Created 03-22-2019 12:18 PM
The issue with this distributed cache solution is timing. You have a bit of a race condition to consider here. Each of the nodes in a NiFi cluster runs their own copy of the flow.xml.gz and process their own set of FlowFiles. While the Distributed cache allows you to have all your NiFi nodes reading and writing to the same Distributed Map Cache server, they are doing it at their own pace. This means that multiple nodes may end up pulling the same cache value incrementing it and writing it back to the cache server so you do not end up with a true count. You may also have a condition where node 1 fetches value X from cache server and for some reason the flow on that node 1 is delayed getting to putDistributeCache to to update value. Mean time some other node has already fetched and updated the cache multiple times. Now node 1 puts and overwrites newer value with an older count.
-
Dealing with such a "race" condition is going to be difficult here because of how NiFi clustering works.

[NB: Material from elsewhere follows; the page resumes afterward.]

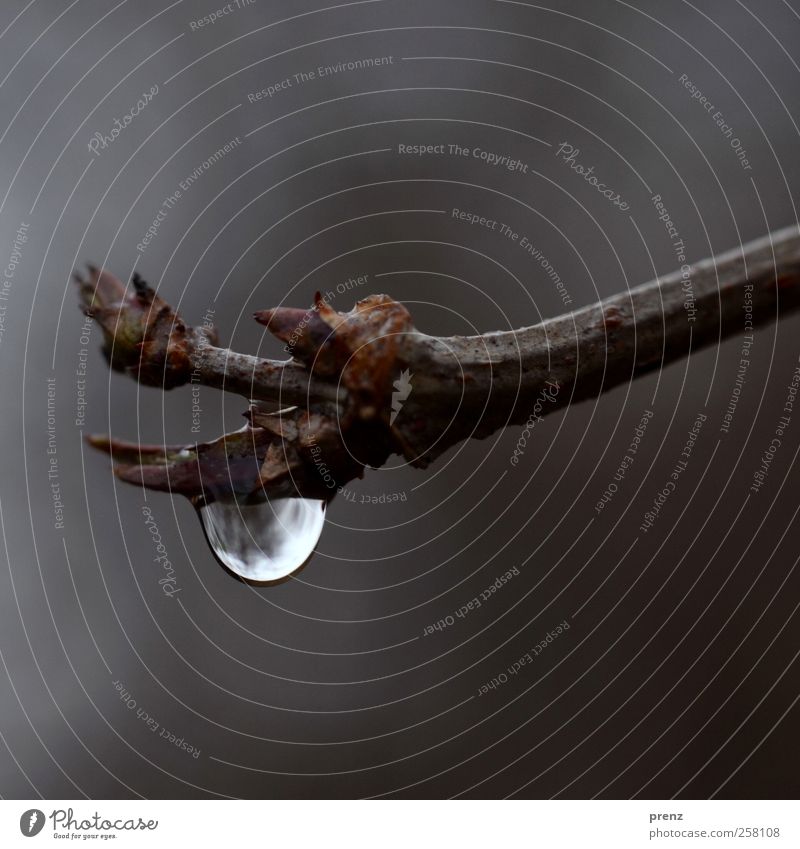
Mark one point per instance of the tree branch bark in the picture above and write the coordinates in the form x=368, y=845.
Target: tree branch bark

Created 03-22-2019 12:36 PM
-
The question here what is the use case for needing to have a sequence number across entire cluster. Why not generate a sequential number per node to keep track of per node batches. Maybe use the NiFi hostname in the sequence number identifier?
-
Maybe you can share some more details on the full use case for these sequence numbers. Why you are generating and what they are being used for.
-
If you use the distributedMapCache, you could keep three different sequential number cached values (each node has its own sequence number stored in a cache entry by hostname.
-
You could then build a flow that fetches all three value add adds them together for you on an hourly/daily/weekly schedule?
-
Thank you,
Matt
Created 04-03-2019 01:59 PM
Thanks Matt for your view on this,the ask is to generate a batchid which should be a sequence number, so whenever querydb processor fetches records from source db (sqlserver) a batchid should be added to the flowfile so that all records have a same batchid when loaded to target table,this will help in auditing of records.but here in cluster mode it seems difficult to achieve this using updateattribute processor.i liked your idea of appending node hostname with the sequence but if i could generate atomic values across all nodes it would be much better.
Created 03-22-2019 01:45 PM
If you need atomic sequencing and still want to use a paralell system you are gonna have to push that sequencing off onto a system capable of atomic sequencing.
probably the easiest way is to write a stored procedure with a transaction in an rdbms. and do an executesql in your flow.
Don't use a cache as MC says caches are not designed for transactional atomic stuff. Only use cache for actually caching stuff (you can get the value but its expensive and cheaper just to store for a bit in the cache.
Created 04-03-2019 01:55 PM
Thanks David, Idea looks good ,I will try this.